The Middle East: Fierce battles bring civil war closer to Yemen
Friday 06 May 1994
Southern warplanes strafed the airport at the capital, Sanaa, in the north, narrowly missing a Jordanian airliner on the tarmac. The airport was closed after the control tower was hit, probably in error by anti-aircraft units.
A French vessel was steaming across the Gulf of Aden towards Aden, to take off French and other European Union citizens. The British embassy was advising the approximately 800 British nationals in Yemen to 'keep their heads down.' The Foreign Office however is advising British and Commonwealth citizens in Aden to make use of the French evacuation plans.
International telephone lines were cut for long periods. A despatch by a Reuters correspondent, Al-Hag Assem Abdel Mohsen, from Sanaa, said the situation in Aden was not clear. 'Diplomats said they believed the airport in Aden, capital of former South Yemen, was badly damaged in a bombing attack and had been closed.
'In Sanaa, residents watched smoke rising near the city's international airport where people trying to flee by plane were turned away. One official in the capital said other planes also attacked the northern cities of Hodeida and Taiz.'
President Ali Abdullah Saleh declared a 30-day state of emergency. The Yemeni parliament decided to dismiss Vice President Ali Salem al-Baid and other southern leaders, blaming them for the outbreak of civil war.
In several areas northern and southern troops were engaged in fierce duels. The fighting, the most serious eruption of violence in four years, is rapidly pushing the country towards disintegration, or rather, to redivision. One of the main problems is that the two halves were never properly integrated.
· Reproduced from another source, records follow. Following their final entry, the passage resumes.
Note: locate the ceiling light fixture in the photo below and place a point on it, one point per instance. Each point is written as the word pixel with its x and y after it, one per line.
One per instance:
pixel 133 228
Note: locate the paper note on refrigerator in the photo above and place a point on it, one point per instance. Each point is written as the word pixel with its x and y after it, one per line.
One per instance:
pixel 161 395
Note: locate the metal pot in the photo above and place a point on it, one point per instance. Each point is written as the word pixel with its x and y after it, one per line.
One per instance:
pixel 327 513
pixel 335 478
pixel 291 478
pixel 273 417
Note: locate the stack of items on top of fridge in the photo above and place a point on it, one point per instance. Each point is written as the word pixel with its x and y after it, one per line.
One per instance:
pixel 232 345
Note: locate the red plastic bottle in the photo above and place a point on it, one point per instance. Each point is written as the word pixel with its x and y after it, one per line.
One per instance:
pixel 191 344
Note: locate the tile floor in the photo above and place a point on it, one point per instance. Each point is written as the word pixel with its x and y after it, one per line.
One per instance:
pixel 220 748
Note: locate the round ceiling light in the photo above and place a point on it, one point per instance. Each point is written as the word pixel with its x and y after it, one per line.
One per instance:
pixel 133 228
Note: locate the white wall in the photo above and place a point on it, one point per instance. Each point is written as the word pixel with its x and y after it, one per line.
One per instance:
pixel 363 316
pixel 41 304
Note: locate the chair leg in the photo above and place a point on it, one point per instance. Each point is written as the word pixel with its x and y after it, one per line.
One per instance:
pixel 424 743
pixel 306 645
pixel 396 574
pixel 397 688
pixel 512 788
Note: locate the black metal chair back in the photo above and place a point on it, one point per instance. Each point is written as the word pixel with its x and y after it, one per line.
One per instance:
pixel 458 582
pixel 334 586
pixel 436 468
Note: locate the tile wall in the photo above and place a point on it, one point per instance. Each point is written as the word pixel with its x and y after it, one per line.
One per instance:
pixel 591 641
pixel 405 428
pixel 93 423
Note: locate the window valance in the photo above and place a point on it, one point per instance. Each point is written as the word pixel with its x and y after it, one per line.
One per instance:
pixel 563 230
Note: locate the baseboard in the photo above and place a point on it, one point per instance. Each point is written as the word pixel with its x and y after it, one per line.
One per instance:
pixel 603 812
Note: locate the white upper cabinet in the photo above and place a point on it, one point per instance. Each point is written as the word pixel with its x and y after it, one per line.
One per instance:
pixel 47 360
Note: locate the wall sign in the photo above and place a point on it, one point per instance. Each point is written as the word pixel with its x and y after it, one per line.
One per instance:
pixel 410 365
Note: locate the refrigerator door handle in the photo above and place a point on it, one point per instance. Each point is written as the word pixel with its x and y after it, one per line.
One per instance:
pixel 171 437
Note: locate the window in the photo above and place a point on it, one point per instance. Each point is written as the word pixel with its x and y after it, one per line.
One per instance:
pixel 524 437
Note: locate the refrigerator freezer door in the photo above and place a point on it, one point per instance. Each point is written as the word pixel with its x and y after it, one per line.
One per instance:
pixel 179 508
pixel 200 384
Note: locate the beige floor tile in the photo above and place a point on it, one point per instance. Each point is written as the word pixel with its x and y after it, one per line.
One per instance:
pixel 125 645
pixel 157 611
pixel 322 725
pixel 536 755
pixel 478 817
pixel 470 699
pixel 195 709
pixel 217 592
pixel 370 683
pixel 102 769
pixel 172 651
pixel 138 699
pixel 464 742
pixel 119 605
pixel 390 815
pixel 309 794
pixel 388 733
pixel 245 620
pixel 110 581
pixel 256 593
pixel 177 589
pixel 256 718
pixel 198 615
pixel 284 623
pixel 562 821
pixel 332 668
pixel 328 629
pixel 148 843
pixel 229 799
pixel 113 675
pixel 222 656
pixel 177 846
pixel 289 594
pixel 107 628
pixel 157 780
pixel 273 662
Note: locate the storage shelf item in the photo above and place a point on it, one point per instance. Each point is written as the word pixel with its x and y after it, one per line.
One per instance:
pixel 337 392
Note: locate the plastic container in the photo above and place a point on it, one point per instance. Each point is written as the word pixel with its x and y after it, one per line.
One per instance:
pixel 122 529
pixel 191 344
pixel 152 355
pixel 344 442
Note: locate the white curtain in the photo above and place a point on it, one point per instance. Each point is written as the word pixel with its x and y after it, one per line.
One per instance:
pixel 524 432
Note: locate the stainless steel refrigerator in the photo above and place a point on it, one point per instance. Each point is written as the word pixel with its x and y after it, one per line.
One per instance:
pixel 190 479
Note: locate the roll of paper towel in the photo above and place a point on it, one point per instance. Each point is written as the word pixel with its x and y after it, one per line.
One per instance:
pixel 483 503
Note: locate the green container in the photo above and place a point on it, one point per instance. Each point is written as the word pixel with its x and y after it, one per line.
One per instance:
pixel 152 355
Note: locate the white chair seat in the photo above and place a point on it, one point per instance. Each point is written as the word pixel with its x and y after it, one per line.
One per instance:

The two armies have separate command structures. Northern troops have been stationed in the south, and southern troops in the north, as a guarantee of mutual respect.
In July last year the chief of staff, Hussein Abdullah Bashiri, a northerner, resigned in protest at the lack of integration of the armed forces and at the policies of the Defence Minister, a southerner.
By the standards of other attempts at union between Arab states, such as the ill-fated United Arab Republic, created by Egypt and Syria, the coming together of North and South Yemen four years ago was a success.
Last year elections were held which were widely described as among the freest and fairest in a region where democracy commands little respect.
Rivalries emerged in the autumn. Vice President al-Beidh sulked in Aden and refused to attend cabinet meetings in Sanaa. He then went off seeking to promote his own foreign policy.
Although North Yemen was primarily traditional, and southern Yemen a Marxist state, the rivalries which have emerged have less to do with ideology than with the apportionment of spoils, and the reluctance of al-Beidh to relinquish power from his base in Aden. Yemeni society remains largely based on tribal groups.
The south, while smaller and poorer, is now fast exploiting recently found oil and gas reserves. This makes it less beholden to the north, and more inclined to go its own way.